Screenshot der Webcam am Bryant Park in New York - auf der Aufnahme zur Nachtzeit ist die Terrasse und der Park menschenleer
Im Moment niemand zu tracken: Ein nächtlicher Webcam-Blick auf den Bryant Park (Michael Gessat)
Privatpersonen haben genauso Zugriff auf diese Technik wie Unternehmen. Besonders pikant: der Einsatz der Gesichtserkennung durch die Polizei. Allein im Süden Manhattans soll sie Zugriff auf mehr als 9000 Kameras haben.
Und in Europa? Verzichten Strafverfolger hier auf dieses mächtige Ermittlungswerkzeug? Sind Bürger durch strenge Gesetze wie die Datenschutzgrundverordnung geschützt? Oder sollte die Technik explizit reguliert werden, weil sie Grundrechte einschränkt und die Demokratie gefährden könnte?
Blick in die Kamera statt Bordkarte
"Ein Blick und Sie sind drin!" steht auf dem Schild. "Sie können jetzt mit Delta Biometrics einsteigen. Eine neue Art sich reibungslos durch den Flughafen zu bewegen." Am Gate am New Yorker Flughafen John F. Kennedy werden bei meinem Flug nach Europa keine Bordkarten mehr kontrolliert. Stattdessen soll ein Blick in eine Kamera genügen.
Als ich an der Reihe bin, sage ich dem Mitarbeiter der Fluggesellschaft, dass ich das lieber nicht möchte. Doch er steht direkt neben der Kamera. Die hat mich schon erkannt und der Bildschirm zeigt einen grünen Haken. Ups, sagt der Mitarbeiter. Das hätte ich früher sagen sollen.
Mir bleibt nichts anderes übrig als mit den Schultern zu zucken und an Bord zu gehen. Ich fühle mich machtlos. Bin aber auch neugierig. Woher hat die Fluggesellschaft eine Datenbank mit den Gesichtern aller Passagiere? Und was ist es genau, das sich in mir gegen diese Technik sträubt? Warum möchte ich lieber den Code auf meiner Bordkarte scannen lassen als mein Gesicht?

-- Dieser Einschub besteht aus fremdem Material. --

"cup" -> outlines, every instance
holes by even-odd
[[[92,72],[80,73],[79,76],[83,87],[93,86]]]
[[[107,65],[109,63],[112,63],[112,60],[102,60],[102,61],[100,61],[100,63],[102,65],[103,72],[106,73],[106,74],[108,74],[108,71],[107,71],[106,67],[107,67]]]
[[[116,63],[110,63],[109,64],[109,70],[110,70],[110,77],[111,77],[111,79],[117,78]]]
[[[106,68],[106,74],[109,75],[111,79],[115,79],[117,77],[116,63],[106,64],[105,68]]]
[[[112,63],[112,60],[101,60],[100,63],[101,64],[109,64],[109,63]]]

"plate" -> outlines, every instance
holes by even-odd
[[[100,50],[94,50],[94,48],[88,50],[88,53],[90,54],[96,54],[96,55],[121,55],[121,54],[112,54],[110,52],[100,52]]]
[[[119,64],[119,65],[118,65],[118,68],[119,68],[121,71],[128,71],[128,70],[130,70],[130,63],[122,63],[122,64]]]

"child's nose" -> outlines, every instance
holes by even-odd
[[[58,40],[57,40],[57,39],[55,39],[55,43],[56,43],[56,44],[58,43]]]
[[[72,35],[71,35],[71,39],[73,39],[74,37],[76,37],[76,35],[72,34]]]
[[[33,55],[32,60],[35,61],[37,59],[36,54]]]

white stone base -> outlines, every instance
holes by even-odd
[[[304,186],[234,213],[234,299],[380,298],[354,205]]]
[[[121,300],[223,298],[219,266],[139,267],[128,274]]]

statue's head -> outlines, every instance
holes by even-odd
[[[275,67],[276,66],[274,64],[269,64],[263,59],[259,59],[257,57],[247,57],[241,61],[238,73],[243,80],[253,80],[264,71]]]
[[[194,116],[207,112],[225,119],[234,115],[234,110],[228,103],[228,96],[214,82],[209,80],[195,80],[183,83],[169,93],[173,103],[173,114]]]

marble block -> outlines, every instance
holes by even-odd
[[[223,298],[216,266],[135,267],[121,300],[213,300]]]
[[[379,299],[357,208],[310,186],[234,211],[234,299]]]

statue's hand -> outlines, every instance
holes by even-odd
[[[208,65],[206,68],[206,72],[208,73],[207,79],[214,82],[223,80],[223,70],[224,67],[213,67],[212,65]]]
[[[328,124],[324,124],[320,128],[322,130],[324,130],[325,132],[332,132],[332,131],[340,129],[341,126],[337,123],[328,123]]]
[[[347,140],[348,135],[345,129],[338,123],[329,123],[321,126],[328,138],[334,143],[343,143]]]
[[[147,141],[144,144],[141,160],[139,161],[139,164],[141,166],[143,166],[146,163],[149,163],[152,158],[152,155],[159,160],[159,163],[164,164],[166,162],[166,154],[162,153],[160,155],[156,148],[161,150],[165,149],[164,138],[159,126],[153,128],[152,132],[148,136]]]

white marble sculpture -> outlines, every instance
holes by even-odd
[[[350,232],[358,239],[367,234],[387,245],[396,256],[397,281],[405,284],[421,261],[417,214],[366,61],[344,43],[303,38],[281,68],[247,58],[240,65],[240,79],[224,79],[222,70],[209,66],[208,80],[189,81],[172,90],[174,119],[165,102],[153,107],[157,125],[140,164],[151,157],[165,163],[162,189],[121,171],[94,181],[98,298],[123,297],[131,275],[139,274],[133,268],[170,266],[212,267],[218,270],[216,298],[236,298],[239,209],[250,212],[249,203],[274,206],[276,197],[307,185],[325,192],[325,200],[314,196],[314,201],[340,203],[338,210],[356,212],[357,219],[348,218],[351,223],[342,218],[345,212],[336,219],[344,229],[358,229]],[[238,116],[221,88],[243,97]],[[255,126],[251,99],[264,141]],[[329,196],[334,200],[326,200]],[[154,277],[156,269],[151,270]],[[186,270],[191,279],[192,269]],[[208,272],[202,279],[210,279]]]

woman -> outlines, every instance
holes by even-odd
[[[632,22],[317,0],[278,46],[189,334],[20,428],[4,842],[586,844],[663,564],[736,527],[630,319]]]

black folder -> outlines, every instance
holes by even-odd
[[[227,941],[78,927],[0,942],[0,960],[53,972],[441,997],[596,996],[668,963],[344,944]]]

Aktive Einwilligung sollte Standard sein
Antworten erhoffe ich mir unter anderem von Clare Garvie. Sie untersucht an der Georgetown University in Washington DC, wie in den USA Gesichtserkennungstechnik eingesetzt wird. Meine Erfahrung am Flughafen findet sie bedenklich:
"Ich finde, dass solche Systeme, soweit möglich, eine Einwilligung verlangen sollten und nicht einen Widerspruch. Gesichtserkennung sollte nicht genutzt werden, bis man sagt, dass man einverstanden ist, vor allem, wenn ein Privatunternehmen sie einsetzt. Aber das Gegenteil ist der Fall. Die Standard-Einstellung ist, dass die Gesichtserkennung eingeschaltet ist und man seine Rechte geltend machen muss. Wie Sie beschrieben haben, ist das aber gar nicht immer sinnvoll möglich, wenn ein System automatisch biometrische Daten sammelt."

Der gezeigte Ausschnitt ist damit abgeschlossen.